二、被告が本件家屋のうち本件家屋部分を占有していることは当事者間に争いがない。
三、被告は本件家屋につき原告らに対抗し得べき賃借権を有すると主張するので考えてみる。
被告代表者本人尋問の結果によつて真正に成立したと認め得る乙第一号証、証人元木幹二の証言によつて真正に成立したと認め得る乙第二、第三号証、成立に争いのない乙第七号証と右証言ならびに右代表者本人尋問の結果を綜合すると、被告は昭和二六年一二月二五日当時本件家屋の所有者であつた訴外田村清吉より本件家屋部分を賃料月金一万五、〇〇〇円、賃貸借期間五年の約定で賃借し、その後五年毎の昭和三一年一二月二四日と昭和三六年一二月二八日とに合意によつて契約を更新してきたもので、本件家屋部分につき昭和四一年一二月末日まで賃借権を有していることを認めることができ、他に右認定をくつがえして、これが虚構のものであることを認め得るような証拠はない。

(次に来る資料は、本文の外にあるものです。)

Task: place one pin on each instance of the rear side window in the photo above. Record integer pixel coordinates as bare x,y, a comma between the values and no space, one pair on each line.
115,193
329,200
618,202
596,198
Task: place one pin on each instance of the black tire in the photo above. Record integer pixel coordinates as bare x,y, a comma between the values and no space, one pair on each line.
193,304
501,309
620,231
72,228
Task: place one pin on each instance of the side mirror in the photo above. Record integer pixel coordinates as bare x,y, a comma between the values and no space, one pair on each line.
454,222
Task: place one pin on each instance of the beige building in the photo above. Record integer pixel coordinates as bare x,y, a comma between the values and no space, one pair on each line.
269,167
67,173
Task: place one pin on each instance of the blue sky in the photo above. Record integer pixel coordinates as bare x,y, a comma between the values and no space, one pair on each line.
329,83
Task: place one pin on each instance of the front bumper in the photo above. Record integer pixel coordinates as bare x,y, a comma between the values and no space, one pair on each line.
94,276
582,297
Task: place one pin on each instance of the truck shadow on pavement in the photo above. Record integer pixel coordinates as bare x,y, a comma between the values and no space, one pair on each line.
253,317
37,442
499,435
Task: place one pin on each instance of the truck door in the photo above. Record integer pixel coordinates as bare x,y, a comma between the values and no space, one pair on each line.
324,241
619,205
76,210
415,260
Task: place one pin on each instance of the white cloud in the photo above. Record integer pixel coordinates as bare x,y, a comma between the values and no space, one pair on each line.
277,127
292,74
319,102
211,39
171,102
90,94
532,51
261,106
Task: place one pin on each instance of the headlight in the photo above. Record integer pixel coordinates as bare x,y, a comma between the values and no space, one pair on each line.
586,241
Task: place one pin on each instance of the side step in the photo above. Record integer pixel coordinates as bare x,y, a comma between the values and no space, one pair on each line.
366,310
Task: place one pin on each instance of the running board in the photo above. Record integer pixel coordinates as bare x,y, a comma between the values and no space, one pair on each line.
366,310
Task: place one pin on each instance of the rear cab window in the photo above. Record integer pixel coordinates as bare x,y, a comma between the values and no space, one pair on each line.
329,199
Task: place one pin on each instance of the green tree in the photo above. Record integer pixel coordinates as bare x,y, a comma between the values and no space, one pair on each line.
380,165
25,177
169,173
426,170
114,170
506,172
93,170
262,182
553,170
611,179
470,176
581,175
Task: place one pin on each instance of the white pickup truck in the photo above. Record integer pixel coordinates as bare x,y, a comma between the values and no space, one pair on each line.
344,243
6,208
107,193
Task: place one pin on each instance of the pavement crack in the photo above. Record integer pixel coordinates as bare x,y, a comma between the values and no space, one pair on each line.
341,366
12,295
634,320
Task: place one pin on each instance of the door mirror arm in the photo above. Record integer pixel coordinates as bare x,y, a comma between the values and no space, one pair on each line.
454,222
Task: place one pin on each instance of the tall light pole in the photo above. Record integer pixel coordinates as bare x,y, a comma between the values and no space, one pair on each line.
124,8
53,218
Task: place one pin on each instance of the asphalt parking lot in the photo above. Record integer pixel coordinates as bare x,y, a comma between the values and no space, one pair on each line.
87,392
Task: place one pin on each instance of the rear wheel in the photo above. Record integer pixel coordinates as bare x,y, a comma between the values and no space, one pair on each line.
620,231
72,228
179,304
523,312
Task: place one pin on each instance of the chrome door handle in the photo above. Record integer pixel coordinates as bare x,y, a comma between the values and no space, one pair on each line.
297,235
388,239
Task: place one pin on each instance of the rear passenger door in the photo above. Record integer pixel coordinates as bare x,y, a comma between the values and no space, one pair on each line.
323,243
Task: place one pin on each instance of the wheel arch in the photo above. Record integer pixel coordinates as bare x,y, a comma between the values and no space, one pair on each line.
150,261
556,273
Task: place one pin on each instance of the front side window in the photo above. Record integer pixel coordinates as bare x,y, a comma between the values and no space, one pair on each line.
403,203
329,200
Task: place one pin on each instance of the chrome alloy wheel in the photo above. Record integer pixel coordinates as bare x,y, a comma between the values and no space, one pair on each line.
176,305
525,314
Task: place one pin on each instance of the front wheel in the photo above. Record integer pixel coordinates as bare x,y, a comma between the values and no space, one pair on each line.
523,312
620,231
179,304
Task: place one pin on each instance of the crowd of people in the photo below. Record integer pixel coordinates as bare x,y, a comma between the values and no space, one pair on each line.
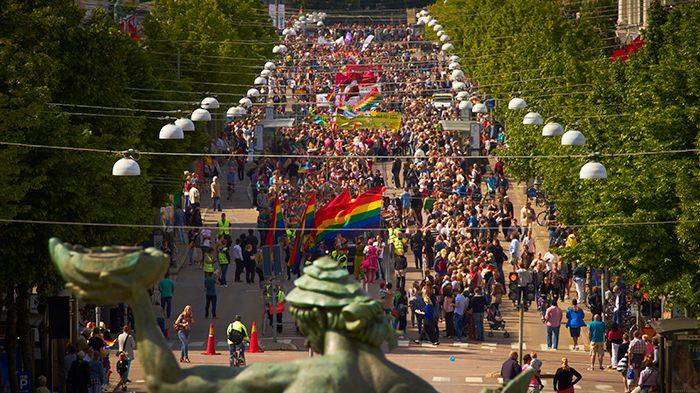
449,212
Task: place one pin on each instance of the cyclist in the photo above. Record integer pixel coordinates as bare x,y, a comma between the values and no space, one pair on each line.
236,334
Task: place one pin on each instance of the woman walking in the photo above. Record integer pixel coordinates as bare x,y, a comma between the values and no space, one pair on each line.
183,325
371,263
615,339
564,377
574,321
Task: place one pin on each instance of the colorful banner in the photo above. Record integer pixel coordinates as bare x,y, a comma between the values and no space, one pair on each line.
376,120
346,216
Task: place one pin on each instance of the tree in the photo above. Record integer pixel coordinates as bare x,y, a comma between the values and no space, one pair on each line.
650,103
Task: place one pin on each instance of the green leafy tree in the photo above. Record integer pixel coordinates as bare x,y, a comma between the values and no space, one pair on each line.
559,65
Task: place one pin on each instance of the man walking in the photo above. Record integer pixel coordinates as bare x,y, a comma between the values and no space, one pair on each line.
215,188
224,260
224,227
238,258
127,344
417,248
166,286
458,314
552,318
596,335
510,368
478,306
236,334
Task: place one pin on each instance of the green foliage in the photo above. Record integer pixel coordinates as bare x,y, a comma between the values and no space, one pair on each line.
559,65
52,54
226,41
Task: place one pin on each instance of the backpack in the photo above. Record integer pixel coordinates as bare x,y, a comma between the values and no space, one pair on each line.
235,336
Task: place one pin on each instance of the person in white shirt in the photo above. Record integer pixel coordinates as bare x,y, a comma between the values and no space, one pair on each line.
238,258
514,251
127,344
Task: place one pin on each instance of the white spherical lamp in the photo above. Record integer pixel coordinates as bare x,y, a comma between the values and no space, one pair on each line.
210,103
593,170
532,118
517,104
573,138
201,114
126,166
552,129
185,123
171,131
479,108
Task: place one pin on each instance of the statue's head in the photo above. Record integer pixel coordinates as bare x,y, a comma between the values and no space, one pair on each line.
327,299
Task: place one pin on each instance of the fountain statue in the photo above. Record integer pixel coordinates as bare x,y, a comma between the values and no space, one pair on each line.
339,320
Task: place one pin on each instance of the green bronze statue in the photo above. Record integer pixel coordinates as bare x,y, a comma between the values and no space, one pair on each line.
339,320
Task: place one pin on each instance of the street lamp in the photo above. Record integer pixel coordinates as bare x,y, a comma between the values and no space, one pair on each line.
171,131
210,103
200,114
479,108
573,138
127,165
593,170
552,129
517,103
185,123
532,118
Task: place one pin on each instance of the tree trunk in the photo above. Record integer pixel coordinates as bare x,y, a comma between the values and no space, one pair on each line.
11,336
24,332
44,340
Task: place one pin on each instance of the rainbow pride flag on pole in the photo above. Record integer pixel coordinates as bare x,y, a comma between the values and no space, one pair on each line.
306,223
277,224
368,102
343,215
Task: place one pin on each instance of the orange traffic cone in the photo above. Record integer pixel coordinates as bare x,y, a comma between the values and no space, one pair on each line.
254,346
211,345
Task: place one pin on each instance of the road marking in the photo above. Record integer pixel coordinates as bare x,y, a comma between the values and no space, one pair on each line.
607,388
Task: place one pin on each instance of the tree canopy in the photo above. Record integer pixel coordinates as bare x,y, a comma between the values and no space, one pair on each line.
642,221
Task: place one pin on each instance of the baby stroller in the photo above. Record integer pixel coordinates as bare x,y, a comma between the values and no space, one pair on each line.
496,322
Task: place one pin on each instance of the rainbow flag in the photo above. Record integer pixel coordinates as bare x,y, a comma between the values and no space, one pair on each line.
277,224
346,215
306,223
369,101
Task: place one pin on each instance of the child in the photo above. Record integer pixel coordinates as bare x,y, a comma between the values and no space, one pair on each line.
122,369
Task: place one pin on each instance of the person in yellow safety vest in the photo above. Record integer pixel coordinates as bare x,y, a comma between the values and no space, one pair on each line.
341,256
208,263
275,298
223,263
399,244
224,226
233,346
291,234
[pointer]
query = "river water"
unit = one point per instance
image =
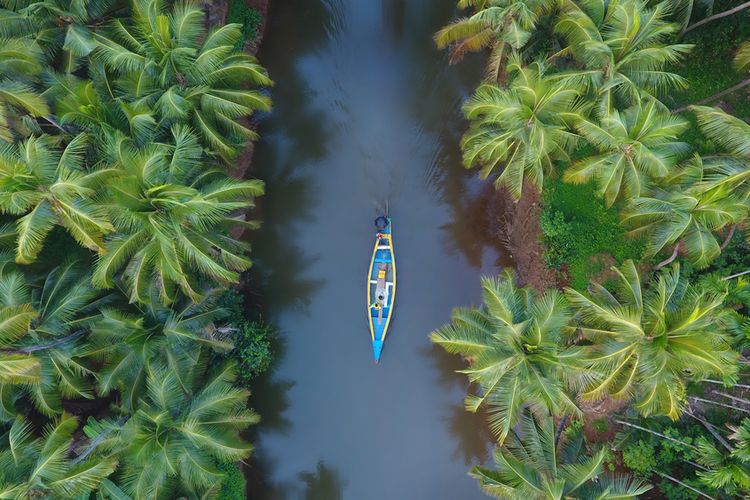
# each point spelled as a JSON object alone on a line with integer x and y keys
{"x": 367, "y": 114}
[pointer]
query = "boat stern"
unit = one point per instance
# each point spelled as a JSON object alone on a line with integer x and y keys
{"x": 377, "y": 348}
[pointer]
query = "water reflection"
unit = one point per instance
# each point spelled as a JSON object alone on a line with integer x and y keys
{"x": 366, "y": 113}
{"x": 472, "y": 436}
{"x": 323, "y": 484}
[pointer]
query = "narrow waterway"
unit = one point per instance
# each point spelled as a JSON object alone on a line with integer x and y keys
{"x": 367, "y": 114}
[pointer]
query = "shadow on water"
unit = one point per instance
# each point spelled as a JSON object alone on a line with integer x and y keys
{"x": 294, "y": 134}
{"x": 473, "y": 437}
{"x": 365, "y": 110}
{"x": 323, "y": 484}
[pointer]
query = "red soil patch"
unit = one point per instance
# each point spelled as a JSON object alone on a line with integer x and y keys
{"x": 516, "y": 225}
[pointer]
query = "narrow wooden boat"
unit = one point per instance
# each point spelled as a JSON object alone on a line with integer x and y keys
{"x": 381, "y": 285}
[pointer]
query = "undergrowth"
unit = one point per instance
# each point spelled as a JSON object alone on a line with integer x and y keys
{"x": 579, "y": 232}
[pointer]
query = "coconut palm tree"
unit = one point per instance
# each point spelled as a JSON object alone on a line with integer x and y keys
{"x": 125, "y": 343}
{"x": 59, "y": 308}
{"x": 171, "y": 217}
{"x": 687, "y": 214}
{"x": 730, "y": 471}
{"x": 42, "y": 467}
{"x": 503, "y": 26}
{"x": 165, "y": 62}
{"x": 634, "y": 146}
{"x": 742, "y": 58}
{"x": 523, "y": 129}
{"x": 172, "y": 442}
{"x": 21, "y": 63}
{"x": 47, "y": 188}
{"x": 16, "y": 315}
{"x": 64, "y": 28}
{"x": 624, "y": 49}
{"x": 733, "y": 135}
{"x": 538, "y": 463}
{"x": 646, "y": 344}
{"x": 513, "y": 344}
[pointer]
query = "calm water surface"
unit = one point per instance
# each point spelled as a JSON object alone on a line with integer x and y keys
{"x": 367, "y": 113}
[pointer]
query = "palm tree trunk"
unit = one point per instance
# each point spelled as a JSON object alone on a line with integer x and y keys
{"x": 710, "y": 428}
{"x": 720, "y": 15}
{"x": 560, "y": 428}
{"x": 42, "y": 347}
{"x": 729, "y": 278}
{"x": 685, "y": 485}
{"x": 743, "y": 83}
{"x": 728, "y": 238}
{"x": 703, "y": 400}
{"x": 733, "y": 398}
{"x": 655, "y": 433}
{"x": 719, "y": 382}
{"x": 670, "y": 259}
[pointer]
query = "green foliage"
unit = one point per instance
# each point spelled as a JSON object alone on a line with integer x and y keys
{"x": 708, "y": 68}
{"x": 640, "y": 457}
{"x": 600, "y": 424}
{"x": 515, "y": 342}
{"x": 233, "y": 487}
{"x": 249, "y": 18}
{"x": 118, "y": 119}
{"x": 649, "y": 342}
{"x": 532, "y": 460}
{"x": 577, "y": 227}
{"x": 253, "y": 339}
{"x": 673, "y": 491}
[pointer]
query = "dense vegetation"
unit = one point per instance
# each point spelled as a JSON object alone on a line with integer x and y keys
{"x": 629, "y": 372}
{"x": 119, "y": 120}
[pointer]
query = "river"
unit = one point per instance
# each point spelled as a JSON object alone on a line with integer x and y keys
{"x": 367, "y": 114}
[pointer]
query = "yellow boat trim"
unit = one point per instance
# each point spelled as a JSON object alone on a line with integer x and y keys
{"x": 393, "y": 291}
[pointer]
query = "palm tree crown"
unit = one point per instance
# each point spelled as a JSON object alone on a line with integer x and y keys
{"x": 513, "y": 344}
{"x": 647, "y": 343}
{"x": 48, "y": 187}
{"x": 536, "y": 463}
{"x": 172, "y": 216}
{"x": 41, "y": 467}
{"x": 503, "y": 26}
{"x": 173, "y": 441}
{"x": 170, "y": 70}
{"x": 623, "y": 46}
{"x": 522, "y": 129}
{"x": 635, "y": 146}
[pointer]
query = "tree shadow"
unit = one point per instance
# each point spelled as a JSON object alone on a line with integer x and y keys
{"x": 473, "y": 439}
{"x": 323, "y": 484}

四、そこで原告らの再抗弁について順次検討してみることとする。
(1) 成立に争いのない甲第四号証によると、本件家屋について一番抵当権が設定されたのは昭和二八年七月二一日で翌二二日その旨の登記手続がなされていることが認められ、右は前段認定の被告が一回目の賃貸借契約の更新をなした昭和三一年一二月二四日より前であることが明らかであるところ、原告らはかように抵当権設定後に賃貸借更新契約が締結された場合には、更新後の賃貸借は本件家屋の競落人たる原告らに対しては対抗できないものであると主張する。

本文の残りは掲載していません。